Tuesday, October 21, 2008

Who's Responsible Here?

As mothers we are programmed to be responsible. We have children. We have a household. Many times we have work "outside the home"- a business, job, career. We have our extended families. Community work. The list could go on and on. And even with all that, we often take on more, just because perhaps we still have a minute or two on the schedule.

Mothers are not alone in their responsibilities, but there seems to be a different "flavor" to mother's responsibilities. It is the flavor that if anyone of them is not going exactly the way it "should", that we are somehow not good mothers. And what a set-up that is!

I had two different conversations this week about this exact topic and I feel that I received a great deal of illumination about how we, as mothers, can view all that we take on. If you can just consider looking at your life through this different lens, if may give you great relief. And the "lens" is this: You are not responsible for anyone's life experience but your own. You have children, but you are not responsible for how they feel. You are there to be their guide. Your guidance is in helping them understand their own "guidance system"- their feelings. And one of the biggest ways of guiding them is to pay attention to your own feelings.

I have been know to fix things and people. I can act as a "fixer". Not only is this an impossible task, but it really doesn't help in the long term. It gives me some temporary relief, but then there is always the new thing to fix. It is draining and not serving me. The fixing is the need to be responsible for someone else life. The need to feel needed and get validation for that.

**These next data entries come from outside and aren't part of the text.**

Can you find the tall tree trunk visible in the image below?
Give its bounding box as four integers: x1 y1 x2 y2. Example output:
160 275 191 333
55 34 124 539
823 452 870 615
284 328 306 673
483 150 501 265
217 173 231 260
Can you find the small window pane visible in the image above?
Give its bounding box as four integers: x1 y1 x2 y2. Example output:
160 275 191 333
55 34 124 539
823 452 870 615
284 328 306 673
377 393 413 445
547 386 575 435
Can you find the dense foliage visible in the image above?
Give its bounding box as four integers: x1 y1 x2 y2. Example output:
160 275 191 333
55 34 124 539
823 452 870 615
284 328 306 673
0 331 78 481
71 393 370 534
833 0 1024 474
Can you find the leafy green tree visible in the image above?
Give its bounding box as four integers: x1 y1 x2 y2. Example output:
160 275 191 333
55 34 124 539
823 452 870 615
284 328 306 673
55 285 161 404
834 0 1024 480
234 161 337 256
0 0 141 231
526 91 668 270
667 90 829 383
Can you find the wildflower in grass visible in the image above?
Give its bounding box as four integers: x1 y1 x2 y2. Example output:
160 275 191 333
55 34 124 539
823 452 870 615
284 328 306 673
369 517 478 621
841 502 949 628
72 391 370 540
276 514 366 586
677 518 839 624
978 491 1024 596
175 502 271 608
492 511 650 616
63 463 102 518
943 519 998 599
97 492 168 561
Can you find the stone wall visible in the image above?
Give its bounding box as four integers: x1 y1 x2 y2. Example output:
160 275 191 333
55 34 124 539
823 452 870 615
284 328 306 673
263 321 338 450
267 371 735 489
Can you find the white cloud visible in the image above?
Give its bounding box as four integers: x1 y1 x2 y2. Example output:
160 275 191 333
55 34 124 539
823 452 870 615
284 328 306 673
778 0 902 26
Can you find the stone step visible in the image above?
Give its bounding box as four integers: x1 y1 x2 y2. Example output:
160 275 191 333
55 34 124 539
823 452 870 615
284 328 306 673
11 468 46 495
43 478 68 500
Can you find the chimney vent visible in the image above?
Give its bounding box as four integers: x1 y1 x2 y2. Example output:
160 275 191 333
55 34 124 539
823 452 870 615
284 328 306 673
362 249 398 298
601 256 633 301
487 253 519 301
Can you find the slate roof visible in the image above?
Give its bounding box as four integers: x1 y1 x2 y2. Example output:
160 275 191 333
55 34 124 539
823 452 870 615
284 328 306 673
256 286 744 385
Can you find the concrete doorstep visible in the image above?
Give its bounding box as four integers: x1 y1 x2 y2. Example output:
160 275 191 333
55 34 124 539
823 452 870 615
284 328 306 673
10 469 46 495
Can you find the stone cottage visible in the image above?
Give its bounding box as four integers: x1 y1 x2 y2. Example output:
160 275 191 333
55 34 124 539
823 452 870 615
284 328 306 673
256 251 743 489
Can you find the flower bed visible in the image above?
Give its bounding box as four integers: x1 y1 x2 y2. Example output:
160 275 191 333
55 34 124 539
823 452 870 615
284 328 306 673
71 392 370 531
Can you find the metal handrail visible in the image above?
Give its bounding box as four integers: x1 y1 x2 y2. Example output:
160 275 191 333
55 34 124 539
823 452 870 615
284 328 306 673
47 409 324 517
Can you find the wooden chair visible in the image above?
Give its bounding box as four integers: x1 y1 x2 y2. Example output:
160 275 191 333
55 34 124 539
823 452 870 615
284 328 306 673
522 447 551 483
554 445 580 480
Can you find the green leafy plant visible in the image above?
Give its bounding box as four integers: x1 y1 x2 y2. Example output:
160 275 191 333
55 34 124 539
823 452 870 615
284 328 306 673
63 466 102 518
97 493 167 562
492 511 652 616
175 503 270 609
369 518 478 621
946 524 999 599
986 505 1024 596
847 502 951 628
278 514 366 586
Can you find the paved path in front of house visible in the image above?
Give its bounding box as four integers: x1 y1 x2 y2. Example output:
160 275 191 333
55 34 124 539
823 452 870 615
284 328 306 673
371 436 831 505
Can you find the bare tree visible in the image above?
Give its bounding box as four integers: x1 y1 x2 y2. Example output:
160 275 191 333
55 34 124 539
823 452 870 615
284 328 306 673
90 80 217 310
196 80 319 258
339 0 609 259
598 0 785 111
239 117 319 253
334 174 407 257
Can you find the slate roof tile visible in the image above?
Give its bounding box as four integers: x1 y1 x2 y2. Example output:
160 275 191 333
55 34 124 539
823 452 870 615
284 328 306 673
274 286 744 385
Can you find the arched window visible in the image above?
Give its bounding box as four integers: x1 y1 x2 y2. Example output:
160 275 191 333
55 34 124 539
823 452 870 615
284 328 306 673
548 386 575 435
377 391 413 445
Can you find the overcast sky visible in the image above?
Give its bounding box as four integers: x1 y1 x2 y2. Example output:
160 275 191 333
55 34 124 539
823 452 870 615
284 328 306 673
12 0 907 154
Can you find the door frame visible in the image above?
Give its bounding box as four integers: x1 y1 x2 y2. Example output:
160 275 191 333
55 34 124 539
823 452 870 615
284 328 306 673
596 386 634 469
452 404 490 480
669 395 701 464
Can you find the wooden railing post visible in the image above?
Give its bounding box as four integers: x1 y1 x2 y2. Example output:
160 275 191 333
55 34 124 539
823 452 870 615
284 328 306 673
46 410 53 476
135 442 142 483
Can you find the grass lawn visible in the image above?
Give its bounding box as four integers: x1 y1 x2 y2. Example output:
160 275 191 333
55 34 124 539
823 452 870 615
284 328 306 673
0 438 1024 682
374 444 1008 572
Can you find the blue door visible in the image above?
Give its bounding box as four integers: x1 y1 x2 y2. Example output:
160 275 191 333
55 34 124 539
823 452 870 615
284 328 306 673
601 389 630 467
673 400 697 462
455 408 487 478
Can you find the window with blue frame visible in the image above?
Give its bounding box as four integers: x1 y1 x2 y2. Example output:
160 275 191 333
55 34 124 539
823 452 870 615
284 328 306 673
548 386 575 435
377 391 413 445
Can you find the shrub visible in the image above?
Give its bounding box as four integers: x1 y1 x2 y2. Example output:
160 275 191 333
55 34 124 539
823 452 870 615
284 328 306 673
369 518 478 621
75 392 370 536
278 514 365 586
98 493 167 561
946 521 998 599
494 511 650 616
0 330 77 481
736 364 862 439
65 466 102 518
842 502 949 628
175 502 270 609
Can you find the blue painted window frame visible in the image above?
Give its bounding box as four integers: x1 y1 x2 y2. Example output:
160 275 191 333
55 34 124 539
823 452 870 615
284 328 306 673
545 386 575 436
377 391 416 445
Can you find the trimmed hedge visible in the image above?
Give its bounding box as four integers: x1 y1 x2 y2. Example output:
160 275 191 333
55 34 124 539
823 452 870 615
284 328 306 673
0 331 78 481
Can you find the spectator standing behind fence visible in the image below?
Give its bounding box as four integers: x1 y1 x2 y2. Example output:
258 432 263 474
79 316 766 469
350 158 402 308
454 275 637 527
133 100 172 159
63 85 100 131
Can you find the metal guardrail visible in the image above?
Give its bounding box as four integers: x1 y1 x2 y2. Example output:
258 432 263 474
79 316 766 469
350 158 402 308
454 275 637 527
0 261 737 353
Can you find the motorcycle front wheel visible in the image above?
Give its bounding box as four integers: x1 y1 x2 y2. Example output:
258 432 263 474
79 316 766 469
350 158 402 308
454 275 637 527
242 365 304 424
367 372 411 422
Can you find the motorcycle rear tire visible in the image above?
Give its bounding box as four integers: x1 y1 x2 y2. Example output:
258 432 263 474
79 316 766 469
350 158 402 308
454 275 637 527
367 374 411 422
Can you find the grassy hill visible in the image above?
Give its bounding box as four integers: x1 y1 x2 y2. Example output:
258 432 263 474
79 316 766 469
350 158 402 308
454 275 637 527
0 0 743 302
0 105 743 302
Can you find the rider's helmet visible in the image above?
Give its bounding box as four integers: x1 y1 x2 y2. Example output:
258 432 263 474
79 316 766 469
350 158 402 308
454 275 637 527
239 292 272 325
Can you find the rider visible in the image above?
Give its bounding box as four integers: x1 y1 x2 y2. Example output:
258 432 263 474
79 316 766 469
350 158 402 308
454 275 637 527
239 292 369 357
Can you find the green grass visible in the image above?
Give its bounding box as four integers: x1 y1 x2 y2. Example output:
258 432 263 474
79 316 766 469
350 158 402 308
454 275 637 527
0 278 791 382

Let's clarify: I think that if your toddler is about to run into traffic that you should get her out asap. This is not a excuse for negligence or abuse. But, it is the idea that you can't have control, nor should you have control, over another. It is the idea that life unfolds and you focus on how you are feeling about that unfolding. You can assist your children with dealing with life by asking them questions about their feelings "How did that feel when you said that?" "What feelings came over you before when you are shouting?" Help them connect with their own inner guidance and wisdom. When they ask for help, help them. But, fixing stuff just sends the message that they should ignore their guidance. That it means little to them. Feeling responsible for how they feel and how they are doing only takes power away from their ability to tease that out for themselves.

You don't have to be the "fixer". How does that feel to you? Is it a relief or does it feel threatening? Does it lift the burden or chip away at your identity? Knowing that you don't have to fix things can create more options for you to experience life. There is a freedom to knowing that you just need to observe the unfolding and act from a place of love instead of control and fear. But don't take my word for it. Give it a try.

This week start observing ways in which you try to control what is going on in your life and the lives of others. Do you feel responsible for the results? Do you feel unsatisfied with how things are unfolding? Is there a resistance to what is going on or are you allowing the unfolding? Do you feel that you could handle it if things go in unexpected ways? Could you consider that you are not responsible for everything everyone else is feeling?

Good luck and let us know what happens!